According to state media, Saudi Arabia has executed two Bahrainis suspected of planning terrorist attacks, bringing the total number of comparable killings this month to nine.
Jaafar Sultan and Sadiq Thamer, two Bahraini nationals, were accused of “joining a terrorist cell led by a man wanted in Bahrain,” according to the official Saudi Press Agency (SPA).
There was no immediate reaction from Bahraini authorities.
Nine terrorist defendants have been put to death in Saudi Arabia since May 2, one of the world’s most active uses of the death penalty. All but one of these executions took place in the country’s east, which is primarily home to the Shiite minority.
In Saudi Arabia so far this year, there have been more than 40 executions, according to a count by AFP based on stories from the state media.
An international uproar resulted from Saudi Arabia’s 2022 execution of 147 prisoners, including 81 on one day for crimes related to terrorism.
The two Bahrainis “received training in camps belonging to terrorist entities aiming to destabilise the security of Saudi Arabia and Bahrain”, SPA added.
They were also accused of aiding “terrorists” in Saudi Arabia by smuggling explosive materials and supporting plans to carry out terrorist attacks in the kingdom and neighbouring Bahrain.
Bahrain’s main Shiite opposition group Al-Wefaq condemned the executions as a “crime”.
‘Torture-tainted confessions’
“These executions are arbitrary as the two men were subjected to coerced confessions under torture which were then used as evidence against them during an unfair trial, a practice prohibited under international law,” said Sayed Ahmed al-Wadaei, director at the Bahrain Institute for Rights and Democracy.
Riyadh “feels they are immune from any consequences” and Manama is “complicit” for failing to intervene on the men’s behalf, he added.
Sultan and Thamer were detained in Saudi Arabia on May 8, 2015, claims Amnesty International. Following “a deeply flawed trial based on torture-tainted confessions,” the rights group claimed in May, they were condemned to death in October 2021.
The Saudi government was urged in a letter from the UN special rapporteur on extrajudicial, summary, or arbitrary executions to “halt any possible step towards the execution” of the two men and “ensure that they are re-tried in compliance with international law and standards” in June 2022.

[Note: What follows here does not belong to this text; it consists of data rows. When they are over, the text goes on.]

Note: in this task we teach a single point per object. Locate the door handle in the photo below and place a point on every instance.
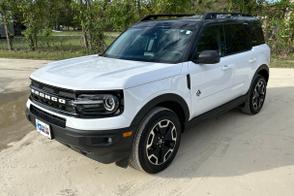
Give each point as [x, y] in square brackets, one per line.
[226, 67]
[252, 60]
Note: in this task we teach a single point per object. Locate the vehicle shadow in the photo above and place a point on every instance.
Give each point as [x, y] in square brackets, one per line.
[237, 144]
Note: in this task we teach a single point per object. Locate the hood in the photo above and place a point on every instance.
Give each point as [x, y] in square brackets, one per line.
[102, 73]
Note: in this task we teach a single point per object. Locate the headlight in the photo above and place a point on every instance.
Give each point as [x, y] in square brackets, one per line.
[99, 104]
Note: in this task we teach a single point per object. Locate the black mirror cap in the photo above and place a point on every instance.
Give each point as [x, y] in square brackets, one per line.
[208, 57]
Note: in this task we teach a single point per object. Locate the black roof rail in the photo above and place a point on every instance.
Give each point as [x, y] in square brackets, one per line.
[215, 15]
[155, 16]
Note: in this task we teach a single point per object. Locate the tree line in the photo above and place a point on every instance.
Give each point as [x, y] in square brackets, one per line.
[95, 17]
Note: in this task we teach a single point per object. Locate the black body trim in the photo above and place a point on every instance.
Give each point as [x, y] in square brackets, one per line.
[188, 81]
[217, 111]
[158, 100]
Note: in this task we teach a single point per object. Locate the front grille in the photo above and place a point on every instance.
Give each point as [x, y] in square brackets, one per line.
[47, 117]
[67, 95]
[62, 100]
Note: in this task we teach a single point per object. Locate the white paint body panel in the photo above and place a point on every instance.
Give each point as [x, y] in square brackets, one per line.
[144, 81]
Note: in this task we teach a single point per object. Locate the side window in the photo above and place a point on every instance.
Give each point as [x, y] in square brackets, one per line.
[237, 38]
[211, 38]
[257, 37]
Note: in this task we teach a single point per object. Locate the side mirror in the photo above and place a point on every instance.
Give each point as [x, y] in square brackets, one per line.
[208, 57]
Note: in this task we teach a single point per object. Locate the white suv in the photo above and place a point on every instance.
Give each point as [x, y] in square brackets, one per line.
[134, 101]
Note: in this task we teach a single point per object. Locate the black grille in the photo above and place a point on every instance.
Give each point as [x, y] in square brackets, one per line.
[67, 95]
[47, 117]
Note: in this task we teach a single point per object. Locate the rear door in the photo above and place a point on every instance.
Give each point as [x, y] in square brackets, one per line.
[240, 57]
[210, 83]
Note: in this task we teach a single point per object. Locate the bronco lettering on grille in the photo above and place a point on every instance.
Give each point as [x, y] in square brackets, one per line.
[49, 97]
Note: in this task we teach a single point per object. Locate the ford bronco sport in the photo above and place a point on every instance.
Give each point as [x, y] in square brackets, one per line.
[134, 101]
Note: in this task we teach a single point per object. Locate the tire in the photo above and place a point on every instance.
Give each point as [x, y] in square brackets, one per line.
[256, 96]
[157, 141]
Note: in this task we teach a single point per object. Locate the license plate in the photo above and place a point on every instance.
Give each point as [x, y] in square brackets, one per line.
[43, 128]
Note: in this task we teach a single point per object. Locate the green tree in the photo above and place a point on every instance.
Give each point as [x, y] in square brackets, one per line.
[6, 12]
[91, 16]
[36, 19]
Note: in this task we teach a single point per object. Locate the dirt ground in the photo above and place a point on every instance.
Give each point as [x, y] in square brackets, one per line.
[233, 154]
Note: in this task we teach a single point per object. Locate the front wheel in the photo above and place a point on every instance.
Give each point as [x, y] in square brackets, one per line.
[256, 96]
[157, 141]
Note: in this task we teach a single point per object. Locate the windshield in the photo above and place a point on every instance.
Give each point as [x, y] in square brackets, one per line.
[152, 44]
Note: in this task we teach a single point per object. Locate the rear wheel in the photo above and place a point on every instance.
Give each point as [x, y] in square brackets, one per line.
[157, 141]
[256, 96]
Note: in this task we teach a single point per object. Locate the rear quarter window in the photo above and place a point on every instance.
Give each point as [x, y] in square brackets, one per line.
[256, 34]
[237, 38]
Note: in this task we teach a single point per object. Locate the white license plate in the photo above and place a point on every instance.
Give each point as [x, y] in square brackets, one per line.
[43, 128]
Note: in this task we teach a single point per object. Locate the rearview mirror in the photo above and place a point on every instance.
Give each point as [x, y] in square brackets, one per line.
[208, 57]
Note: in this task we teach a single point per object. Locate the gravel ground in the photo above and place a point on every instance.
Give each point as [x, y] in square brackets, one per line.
[233, 154]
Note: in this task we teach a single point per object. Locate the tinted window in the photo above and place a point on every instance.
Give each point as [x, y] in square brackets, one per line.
[236, 38]
[256, 34]
[211, 39]
[153, 44]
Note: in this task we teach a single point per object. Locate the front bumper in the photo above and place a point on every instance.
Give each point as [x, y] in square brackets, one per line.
[105, 146]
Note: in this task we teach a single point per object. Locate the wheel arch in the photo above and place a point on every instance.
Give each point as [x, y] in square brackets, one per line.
[170, 101]
[262, 70]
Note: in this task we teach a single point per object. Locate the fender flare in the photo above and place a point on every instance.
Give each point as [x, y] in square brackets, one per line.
[169, 97]
[260, 68]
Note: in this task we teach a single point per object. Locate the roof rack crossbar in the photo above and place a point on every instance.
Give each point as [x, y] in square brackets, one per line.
[155, 16]
[214, 15]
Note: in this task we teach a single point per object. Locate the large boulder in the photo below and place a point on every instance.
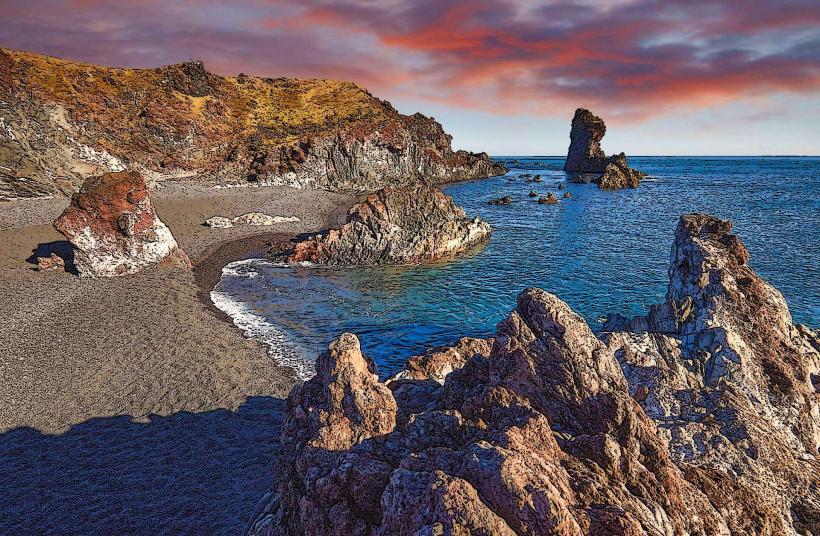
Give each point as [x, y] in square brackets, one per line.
[540, 436]
[732, 382]
[586, 157]
[114, 230]
[703, 420]
[407, 225]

According to a report released earlier this year by Reprieve and the European-Saudi Organisation for Human Rights, more than 1,000 death sentences have been carried out since King Salman came to power in 2015.
Bahrain has also executed people in recent years for crimes related to terrorism. Iran disputes Bahrain’s accusations that it supports and harbors terrorists.
Majority-Sunni In order to suppress a primarily Shiite protest movement that began in 2011, motivated by the uprisings in Tunisia and Egypt, Saudi Arabia dispatched troops to Sunni-led Bahrain.
The recent increase of executions in Saudi Arabia coincides with the country’s efforts to improve public perception through extensive social and economic reforms as part of its “Vision 2030” reform agenda. Saudi Arabia is recognized for its stringent application of Islamic sharia law.